Houston native Ryan Hildebrand graduated from the Culinary Institute of America and apprenticed with Chez Nous in Humble. Hildebrand is now Executive Chef at both Bistro Provence (13616 Memorial Drive) and Bistro Don Camillo (6510 Del Monte), which feature cooking inspired by the Nicoise region, the borderland between France and Italy.
What is an executive chef? That's a good question. Someone who can manage the kitchen day to day and still keep a handle on the cooking and is not afraid to get his hands dirty. I won't ask anyone to do anything I won't do. I will take the garbage out. I haven't graduated out of peeling potatoes. I think that attitude helps maintain the solidity of the crew.
How do you get Houstonians to eat andouillettes (tripe sausages)? You put a twist on it to make people more comfortable, including something they recognize in the dish, like an herb or sauce. Our sweetbreads are served with elements people recognize. I prepared frog's legs on Cleverley's Cooking Corner to show that they aren't grimy, slimy things.
Do you like cooking on camera? I get tense. You have such a short period of time to prepare the dish. It's not as easy as it looks. I prefer to be behind the scenes.

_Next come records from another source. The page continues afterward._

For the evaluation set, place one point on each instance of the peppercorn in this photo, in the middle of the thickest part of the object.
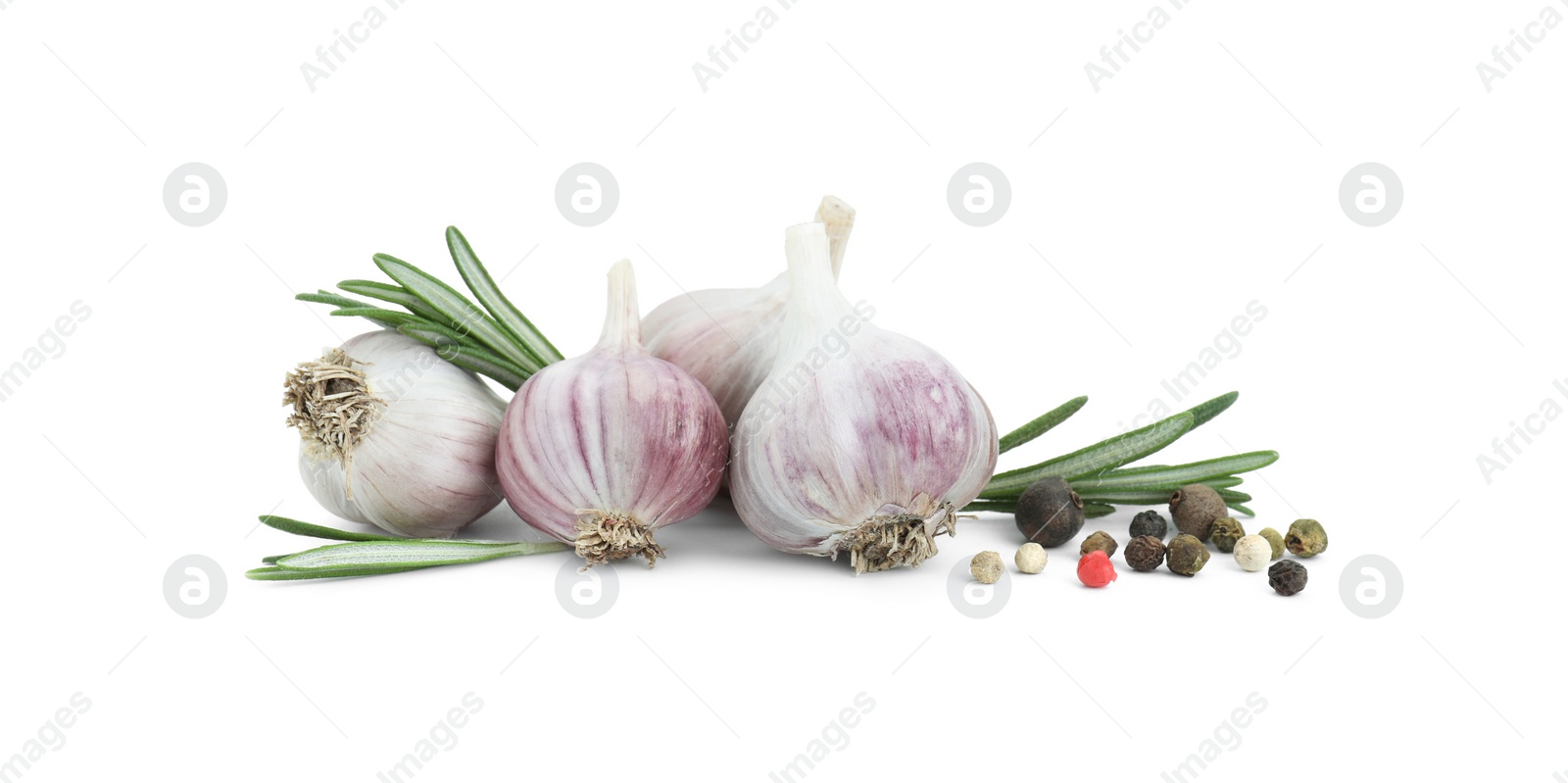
(1186, 555)
(1251, 553)
(1149, 523)
(1145, 553)
(1031, 558)
(1098, 542)
(1275, 542)
(1050, 512)
(1196, 507)
(987, 568)
(1288, 576)
(1225, 534)
(1097, 570)
(1305, 539)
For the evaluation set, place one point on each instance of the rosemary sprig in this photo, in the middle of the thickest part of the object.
(366, 555)
(1098, 471)
(496, 341)
(499, 307)
(1040, 425)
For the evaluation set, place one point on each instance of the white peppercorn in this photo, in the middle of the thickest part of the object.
(987, 566)
(1253, 553)
(1031, 558)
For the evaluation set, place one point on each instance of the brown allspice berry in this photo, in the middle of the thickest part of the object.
(1050, 512)
(1196, 507)
(1288, 576)
(1305, 539)
(1145, 553)
(1147, 523)
(1186, 555)
(1225, 532)
(1098, 542)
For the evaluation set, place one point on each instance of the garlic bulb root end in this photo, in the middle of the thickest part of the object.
(890, 542)
(333, 405)
(604, 537)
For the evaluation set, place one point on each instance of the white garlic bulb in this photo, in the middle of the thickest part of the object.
(603, 449)
(728, 338)
(396, 436)
(859, 440)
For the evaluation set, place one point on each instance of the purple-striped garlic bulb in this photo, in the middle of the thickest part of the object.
(859, 440)
(603, 449)
(728, 338)
(392, 435)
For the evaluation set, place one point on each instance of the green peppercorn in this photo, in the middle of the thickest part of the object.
(1225, 534)
(1145, 553)
(1186, 555)
(1196, 507)
(1050, 512)
(1305, 539)
(1288, 576)
(1275, 542)
(1149, 523)
(1102, 542)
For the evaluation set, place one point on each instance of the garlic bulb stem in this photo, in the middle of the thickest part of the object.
(859, 440)
(623, 326)
(838, 219)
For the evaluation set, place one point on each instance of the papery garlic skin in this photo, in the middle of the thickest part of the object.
(728, 338)
(859, 440)
(396, 436)
(603, 449)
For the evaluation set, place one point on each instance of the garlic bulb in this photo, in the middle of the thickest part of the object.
(728, 338)
(392, 435)
(859, 440)
(604, 449)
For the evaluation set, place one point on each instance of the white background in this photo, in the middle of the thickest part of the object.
(1196, 180)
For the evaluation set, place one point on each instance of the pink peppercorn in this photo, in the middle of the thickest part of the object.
(1097, 570)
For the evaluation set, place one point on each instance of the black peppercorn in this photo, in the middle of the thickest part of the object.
(1186, 555)
(1149, 523)
(1145, 553)
(1225, 534)
(1050, 512)
(1196, 507)
(1288, 576)
(1098, 542)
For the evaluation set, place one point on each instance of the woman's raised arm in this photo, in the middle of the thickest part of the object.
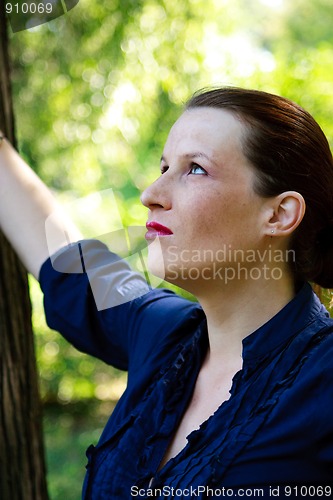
(25, 204)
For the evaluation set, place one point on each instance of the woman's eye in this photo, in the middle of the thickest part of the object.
(196, 169)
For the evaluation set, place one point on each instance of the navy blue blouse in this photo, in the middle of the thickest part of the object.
(275, 431)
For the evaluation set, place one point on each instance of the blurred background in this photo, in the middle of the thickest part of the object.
(96, 92)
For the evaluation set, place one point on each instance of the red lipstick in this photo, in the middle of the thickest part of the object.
(156, 229)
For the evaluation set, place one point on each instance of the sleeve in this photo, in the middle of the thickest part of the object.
(104, 308)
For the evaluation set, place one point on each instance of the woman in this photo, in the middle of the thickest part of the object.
(233, 393)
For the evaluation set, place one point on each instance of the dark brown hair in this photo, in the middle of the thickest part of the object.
(289, 151)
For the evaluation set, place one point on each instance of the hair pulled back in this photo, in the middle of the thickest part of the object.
(288, 151)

What are your thoughts on live music in the dining room? It adds new life to the restaurant. If we change the menu seasonally, I think we should change other elements like visuals and sound to engage all the senses--it adds to the experience. I wouldn't get a band every night, but we do have classical guitar and violin on Thursdays.
Weren't there complaints about your escargots wrapped in prosciutto? That was the first thing I thought about changing on the menu, but Robb Walsh loved them. And the consensus was that most of the guests enjoyed the dish. But it's not what people expect. If people like something, I don't have an ego problem; I don't need to change it. Most of the time, complaints happen when patrons get something they don't expect. I take complaints seriously, but not home.

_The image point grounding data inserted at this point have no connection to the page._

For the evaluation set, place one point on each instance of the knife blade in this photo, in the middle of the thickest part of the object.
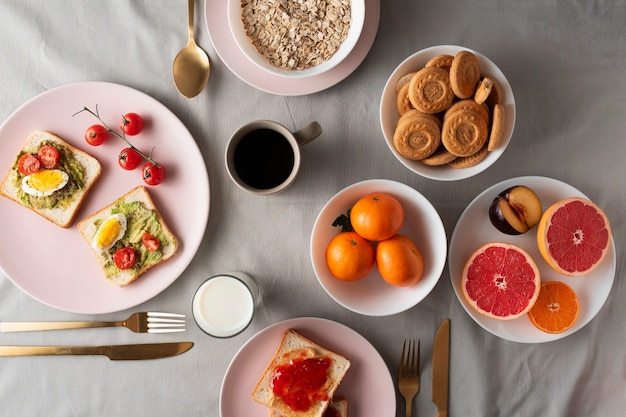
(441, 362)
(113, 352)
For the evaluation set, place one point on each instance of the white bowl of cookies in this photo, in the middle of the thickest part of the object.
(296, 39)
(447, 112)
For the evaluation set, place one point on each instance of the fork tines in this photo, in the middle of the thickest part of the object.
(165, 322)
(410, 364)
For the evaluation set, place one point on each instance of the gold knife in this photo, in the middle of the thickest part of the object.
(441, 362)
(113, 352)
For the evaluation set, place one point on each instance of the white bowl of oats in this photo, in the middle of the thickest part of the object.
(296, 38)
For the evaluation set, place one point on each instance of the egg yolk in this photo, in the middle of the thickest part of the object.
(108, 232)
(46, 180)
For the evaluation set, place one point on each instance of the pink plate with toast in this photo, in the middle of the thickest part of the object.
(57, 266)
(367, 386)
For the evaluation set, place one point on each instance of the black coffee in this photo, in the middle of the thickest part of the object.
(264, 159)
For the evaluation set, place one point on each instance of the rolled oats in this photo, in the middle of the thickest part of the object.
(296, 34)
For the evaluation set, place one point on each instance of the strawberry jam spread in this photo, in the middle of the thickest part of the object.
(301, 382)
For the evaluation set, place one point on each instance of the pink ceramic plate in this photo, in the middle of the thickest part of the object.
(217, 24)
(367, 386)
(56, 266)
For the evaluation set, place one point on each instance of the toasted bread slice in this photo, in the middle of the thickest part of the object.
(142, 216)
(337, 408)
(295, 345)
(62, 206)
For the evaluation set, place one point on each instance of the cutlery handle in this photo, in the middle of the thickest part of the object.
(25, 326)
(50, 350)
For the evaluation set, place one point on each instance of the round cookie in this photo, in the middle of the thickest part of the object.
(469, 104)
(403, 104)
(416, 137)
(483, 90)
(405, 79)
(464, 132)
(464, 74)
(430, 90)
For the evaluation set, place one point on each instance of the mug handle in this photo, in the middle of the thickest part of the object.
(308, 133)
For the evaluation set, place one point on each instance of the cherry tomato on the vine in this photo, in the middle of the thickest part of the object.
(125, 258)
(28, 164)
(131, 124)
(48, 156)
(129, 158)
(95, 135)
(153, 174)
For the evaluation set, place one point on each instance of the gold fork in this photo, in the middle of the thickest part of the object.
(409, 373)
(144, 322)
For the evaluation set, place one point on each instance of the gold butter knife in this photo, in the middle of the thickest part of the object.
(441, 362)
(113, 352)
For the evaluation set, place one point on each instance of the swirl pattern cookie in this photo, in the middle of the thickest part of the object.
(450, 113)
(464, 132)
(417, 136)
(464, 74)
(430, 90)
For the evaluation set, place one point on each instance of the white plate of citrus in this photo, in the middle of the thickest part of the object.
(474, 229)
(372, 295)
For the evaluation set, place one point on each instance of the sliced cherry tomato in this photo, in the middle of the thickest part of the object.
(96, 135)
(28, 164)
(129, 158)
(125, 258)
(150, 242)
(131, 124)
(153, 174)
(48, 156)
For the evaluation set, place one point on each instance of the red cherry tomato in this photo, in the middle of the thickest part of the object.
(48, 156)
(129, 158)
(28, 164)
(150, 242)
(153, 174)
(96, 135)
(131, 124)
(125, 258)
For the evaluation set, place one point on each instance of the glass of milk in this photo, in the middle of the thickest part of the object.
(223, 306)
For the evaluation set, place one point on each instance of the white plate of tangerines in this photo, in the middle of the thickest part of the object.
(378, 247)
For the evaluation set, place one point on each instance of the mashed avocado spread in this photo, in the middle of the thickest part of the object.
(61, 198)
(139, 220)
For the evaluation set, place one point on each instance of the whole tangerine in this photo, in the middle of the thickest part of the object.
(349, 257)
(377, 216)
(399, 261)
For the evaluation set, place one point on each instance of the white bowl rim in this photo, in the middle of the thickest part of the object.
(251, 53)
(372, 296)
(389, 114)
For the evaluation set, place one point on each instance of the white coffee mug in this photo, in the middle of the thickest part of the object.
(263, 156)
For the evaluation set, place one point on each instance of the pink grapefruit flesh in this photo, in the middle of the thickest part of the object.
(501, 281)
(574, 236)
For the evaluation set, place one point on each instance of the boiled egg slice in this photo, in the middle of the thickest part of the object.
(44, 183)
(110, 231)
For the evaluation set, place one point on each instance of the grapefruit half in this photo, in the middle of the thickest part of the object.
(501, 281)
(574, 236)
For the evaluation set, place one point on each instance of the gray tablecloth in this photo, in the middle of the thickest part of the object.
(566, 62)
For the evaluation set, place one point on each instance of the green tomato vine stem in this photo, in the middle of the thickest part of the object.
(96, 114)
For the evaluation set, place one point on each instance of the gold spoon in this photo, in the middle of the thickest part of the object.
(191, 65)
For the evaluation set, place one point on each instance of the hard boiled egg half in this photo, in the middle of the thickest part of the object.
(44, 183)
(110, 231)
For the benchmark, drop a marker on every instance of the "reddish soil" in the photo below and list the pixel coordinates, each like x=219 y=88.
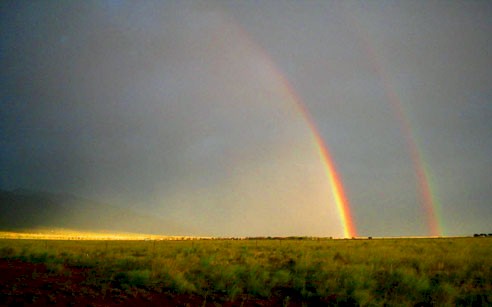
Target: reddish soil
x=30 y=284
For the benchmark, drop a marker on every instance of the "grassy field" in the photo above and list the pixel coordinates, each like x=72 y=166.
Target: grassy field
x=401 y=272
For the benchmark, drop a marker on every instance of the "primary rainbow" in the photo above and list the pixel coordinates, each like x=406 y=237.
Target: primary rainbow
x=429 y=203
x=336 y=185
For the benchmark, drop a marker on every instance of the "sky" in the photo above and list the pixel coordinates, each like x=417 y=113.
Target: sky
x=216 y=114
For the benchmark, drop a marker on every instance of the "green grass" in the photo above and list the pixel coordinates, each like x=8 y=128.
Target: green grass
x=400 y=272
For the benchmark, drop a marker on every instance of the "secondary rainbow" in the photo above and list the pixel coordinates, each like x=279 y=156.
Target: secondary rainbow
x=429 y=203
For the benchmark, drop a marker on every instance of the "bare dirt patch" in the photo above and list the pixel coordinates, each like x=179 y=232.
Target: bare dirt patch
x=33 y=284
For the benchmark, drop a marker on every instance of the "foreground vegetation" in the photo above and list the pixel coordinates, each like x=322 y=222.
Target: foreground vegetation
x=444 y=271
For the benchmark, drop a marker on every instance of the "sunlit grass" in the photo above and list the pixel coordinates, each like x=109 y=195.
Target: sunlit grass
x=67 y=234
x=446 y=271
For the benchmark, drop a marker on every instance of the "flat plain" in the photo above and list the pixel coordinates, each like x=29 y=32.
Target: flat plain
x=248 y=272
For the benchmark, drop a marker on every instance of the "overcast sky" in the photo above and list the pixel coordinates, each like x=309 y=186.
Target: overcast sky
x=186 y=110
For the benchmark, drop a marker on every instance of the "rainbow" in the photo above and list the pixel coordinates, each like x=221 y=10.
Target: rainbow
x=336 y=184
x=341 y=200
x=422 y=174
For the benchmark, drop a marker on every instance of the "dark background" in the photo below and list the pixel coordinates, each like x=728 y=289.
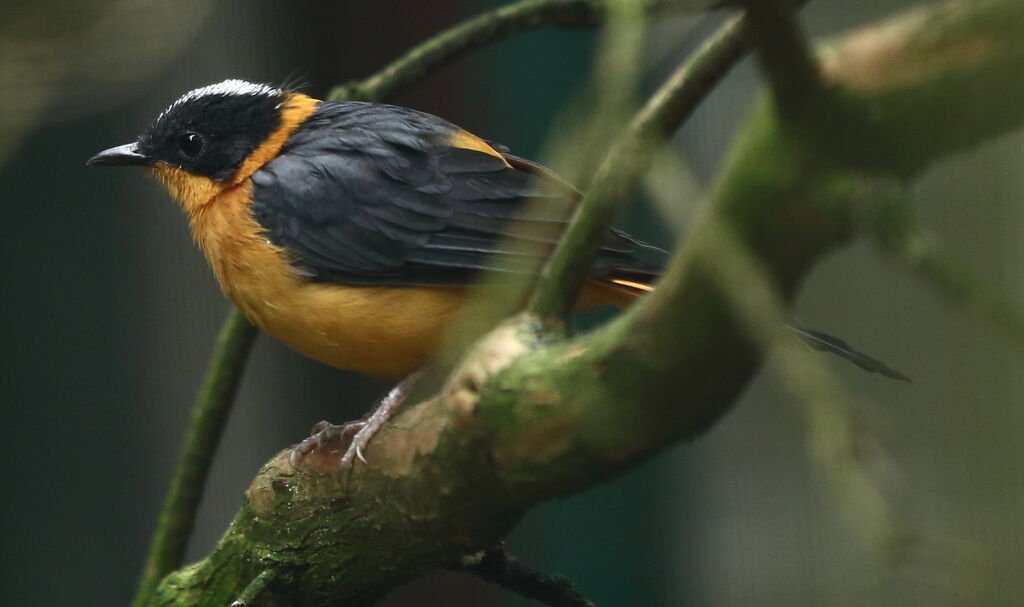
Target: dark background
x=888 y=493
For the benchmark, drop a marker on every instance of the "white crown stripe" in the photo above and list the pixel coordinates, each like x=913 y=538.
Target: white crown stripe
x=227 y=87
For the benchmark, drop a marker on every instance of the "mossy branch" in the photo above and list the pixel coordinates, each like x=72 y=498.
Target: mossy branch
x=565 y=273
x=522 y=420
x=206 y=425
x=210 y=412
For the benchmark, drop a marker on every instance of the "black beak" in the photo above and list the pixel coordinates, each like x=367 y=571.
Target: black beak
x=122 y=156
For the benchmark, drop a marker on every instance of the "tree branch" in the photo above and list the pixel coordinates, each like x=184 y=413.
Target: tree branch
x=498 y=566
x=206 y=425
x=452 y=475
x=565 y=273
x=797 y=86
x=483 y=29
x=209 y=414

Are you glad you attended CIA in Hyde Park? That's tough because I credit work experience more. CIA gave me a chance to grow as a cook. All the different chefs expose you to different styles. The training gave me the ability to adapt quickly to a number of different kitchens so I could go anywhere and work with the resident chef. Two years there cost as much as my degree from Baylor. But I met people from all over the world and gained a broad spectrum of knowledge. If I had to do it over again, I might take the money and travel the world learning about food, but the school did open doors into the profession.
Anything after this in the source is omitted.